Salles sous haute protection

Et elle m'a fait entrer dans la première salle. Il y avait des machines bizarres avec des sacs qui était mis comme pour récolter quelque chose. Au début, j'ai pensé que c'était des aspirateurs au début mais mon idée m'a vite paru absurde. J'ai voulu demander ce que c'était mais Denise m'a devancée :

"Voilà notre moyen d'autofinancement !

-Euh... Excuses moi mais je ne comprends pas très bien.

-Mais enfin ce sont des machines à faux simflouzes !"

Ces mots ont raisonné dans ma tête pendant un petit moment. J'allais devenir une criminelle qui fabriquait de faux billets ? Au début, j'avoue que cette idée me posait problème. Mais plus j'y réfléchissais, plus elle m'attirait. J'avais toujours respecté les règles. Il était temps de casser l'image de la sainte. Mon petit ami n'avait-il pas lui-même des parts dans des affaires louches ? Je crois surtout que c'est cette pensée qui m'a décidé. Après tout, cet argent ne servait qu'à améliorer la vie des membres de la société et puisque j'en faisais maintenant parti, il fallait que mettre la main à la pâte.

Je me suis donc approchée de la machine et j'ai fait tourner la manivelle. Et quelques minutes après, des billets plus vrais que nature sont tombés au fond du sac.

Denise m'a arrêté au bout d'une heure et m'a demandée de la suivre encore une fois.

J'allais découvris ce que cachait l'autre pièce.

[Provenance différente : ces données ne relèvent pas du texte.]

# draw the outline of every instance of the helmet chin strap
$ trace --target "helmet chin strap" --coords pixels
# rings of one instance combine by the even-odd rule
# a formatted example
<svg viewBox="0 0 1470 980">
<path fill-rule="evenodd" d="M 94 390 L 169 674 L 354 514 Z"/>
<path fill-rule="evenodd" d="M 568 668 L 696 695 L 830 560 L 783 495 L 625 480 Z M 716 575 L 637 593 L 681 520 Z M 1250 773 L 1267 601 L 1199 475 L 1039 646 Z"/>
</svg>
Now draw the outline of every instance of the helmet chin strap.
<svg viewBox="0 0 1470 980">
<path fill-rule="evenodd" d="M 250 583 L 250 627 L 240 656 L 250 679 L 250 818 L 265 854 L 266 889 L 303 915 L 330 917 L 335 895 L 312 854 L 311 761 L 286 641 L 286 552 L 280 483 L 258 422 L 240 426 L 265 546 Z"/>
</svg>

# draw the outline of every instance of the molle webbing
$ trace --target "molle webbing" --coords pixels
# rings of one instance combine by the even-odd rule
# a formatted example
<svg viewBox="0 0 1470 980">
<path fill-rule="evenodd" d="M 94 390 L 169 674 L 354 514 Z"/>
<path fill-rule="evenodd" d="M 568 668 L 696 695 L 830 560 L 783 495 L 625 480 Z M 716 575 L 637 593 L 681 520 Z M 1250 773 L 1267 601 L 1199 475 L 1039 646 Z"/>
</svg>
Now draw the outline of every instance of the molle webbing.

Nous sommes alors montées dans l'autre pièce et la seule chose que j'y ai vu était un téléphone posé sur une table certes étrange. On aurait dit qu'elle avait façonné par un artiste torturé (mais alors vraiment torturé). J'avais l'impression que l'appareil était simplement posé sur un brasier. Mais en regardant de plus près, j'ai constaté qu'il l'était réellement !  Je n'ai pu retenir un cri de surprise. Denise avait l'air ravi. 

"Voilà la pièce la plus importante de notre collection !  Le résurectomitron !

-Le résurecto quoi ?

-Résurectomitron !

-Et il sert à quoi ? Pour moi c'est un simple téléphone !  Tu crois que je peux commander une pizza ? On a le droit de faire venir un livreur, demandais-je alors, persuadée que c'était un téléphone tout ce qui a de plus normal.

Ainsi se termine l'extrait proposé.